Scott Rothenberg: Obviously, this is an unprecedented time, and our clients are making some very difficult decisions. The whole industry is upended.
NEP is focused on the well-being of our employees, freelancers and everyone. That is our top priority.
Priority No. 2 is supporting our clients with whatever it is they need—whether that’s been in thinking about different ways to do production or looking towards the future when we get through all of this.
We are confident we will all get through this. We are going to be there. We also are all doing our part to keep NEP financially healthy. That’s where we are.
TVT: What about the crews and freelancers?
SR: It’s definitely difficult on the freelance community. For the most part in the U.S., NEP doesn’t hire freelancers. Our clients are going through that. We have our staff, and we are doing everything we can to work through that. But certainly in other parts of the world, things are handled differently.

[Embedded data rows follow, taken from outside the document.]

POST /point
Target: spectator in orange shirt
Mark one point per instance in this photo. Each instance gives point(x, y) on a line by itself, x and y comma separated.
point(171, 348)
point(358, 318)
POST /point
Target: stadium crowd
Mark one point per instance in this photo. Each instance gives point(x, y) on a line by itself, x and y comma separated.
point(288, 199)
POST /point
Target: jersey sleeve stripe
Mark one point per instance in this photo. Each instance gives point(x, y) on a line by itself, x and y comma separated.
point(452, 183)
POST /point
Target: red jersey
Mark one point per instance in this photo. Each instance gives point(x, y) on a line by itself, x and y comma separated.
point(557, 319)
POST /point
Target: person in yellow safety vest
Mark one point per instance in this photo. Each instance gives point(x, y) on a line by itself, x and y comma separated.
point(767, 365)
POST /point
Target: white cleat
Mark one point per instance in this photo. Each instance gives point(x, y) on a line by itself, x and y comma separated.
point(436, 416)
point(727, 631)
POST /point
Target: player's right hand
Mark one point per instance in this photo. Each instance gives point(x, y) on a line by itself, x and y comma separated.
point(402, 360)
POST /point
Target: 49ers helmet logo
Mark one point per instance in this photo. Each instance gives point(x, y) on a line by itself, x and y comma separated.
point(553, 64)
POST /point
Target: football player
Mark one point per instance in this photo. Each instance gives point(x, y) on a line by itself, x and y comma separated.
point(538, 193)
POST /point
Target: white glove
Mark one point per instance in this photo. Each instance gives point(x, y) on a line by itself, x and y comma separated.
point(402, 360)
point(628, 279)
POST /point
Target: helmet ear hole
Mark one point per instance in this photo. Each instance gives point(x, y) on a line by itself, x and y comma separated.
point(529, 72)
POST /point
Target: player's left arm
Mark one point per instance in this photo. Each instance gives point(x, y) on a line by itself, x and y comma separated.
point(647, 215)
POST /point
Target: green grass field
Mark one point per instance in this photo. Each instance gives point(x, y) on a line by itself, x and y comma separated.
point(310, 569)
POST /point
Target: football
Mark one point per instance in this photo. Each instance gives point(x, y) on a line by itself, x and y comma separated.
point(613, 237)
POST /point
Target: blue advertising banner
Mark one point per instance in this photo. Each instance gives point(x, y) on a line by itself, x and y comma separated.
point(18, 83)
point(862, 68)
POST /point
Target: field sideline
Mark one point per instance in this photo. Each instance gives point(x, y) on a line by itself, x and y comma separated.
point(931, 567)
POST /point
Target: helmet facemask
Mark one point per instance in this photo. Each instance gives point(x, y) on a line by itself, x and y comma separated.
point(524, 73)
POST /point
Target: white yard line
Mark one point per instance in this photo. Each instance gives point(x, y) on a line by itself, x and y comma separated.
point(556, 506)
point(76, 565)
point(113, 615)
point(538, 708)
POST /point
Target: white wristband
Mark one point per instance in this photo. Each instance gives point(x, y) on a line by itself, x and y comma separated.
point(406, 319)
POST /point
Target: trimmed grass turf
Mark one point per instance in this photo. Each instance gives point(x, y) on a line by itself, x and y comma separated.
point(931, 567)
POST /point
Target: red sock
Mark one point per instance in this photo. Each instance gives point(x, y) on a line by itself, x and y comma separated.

TVT: Have you heard any rumblings about when there may be a return to live sports production?
SR: It’s too soon to know, and that is the challenge of it—the uncertainty. We really don’t have any idea.
TVT: What was it like when the leagues and conferences started pulling the plug? It must have been a shock.
SR: It was definitely difficult on everybody. It is all wrapped up together because obviously there is a business impact, but you also have the health and safety concerns. It was definitely a significant time and something none of us have ever experienced before.
We are focused on keeping our employees as healthy as best we can and following all of the local guidelines and federal CDC guidelines.
TVT: Since the trucks are off the road, are you using this opportunity to do maintenance?
SR: We are still in the evaluation stage, [deciding] what’s going to make sense. There is some maintenance we are going to do.
We will be looking at the guidelines as far as the number of people together in close quarters. A TV truck doesn’t necessarily lend itself to that [social distancing].
We are also using the time to look at training and skill development for our staff, but we are still working through a lot of that.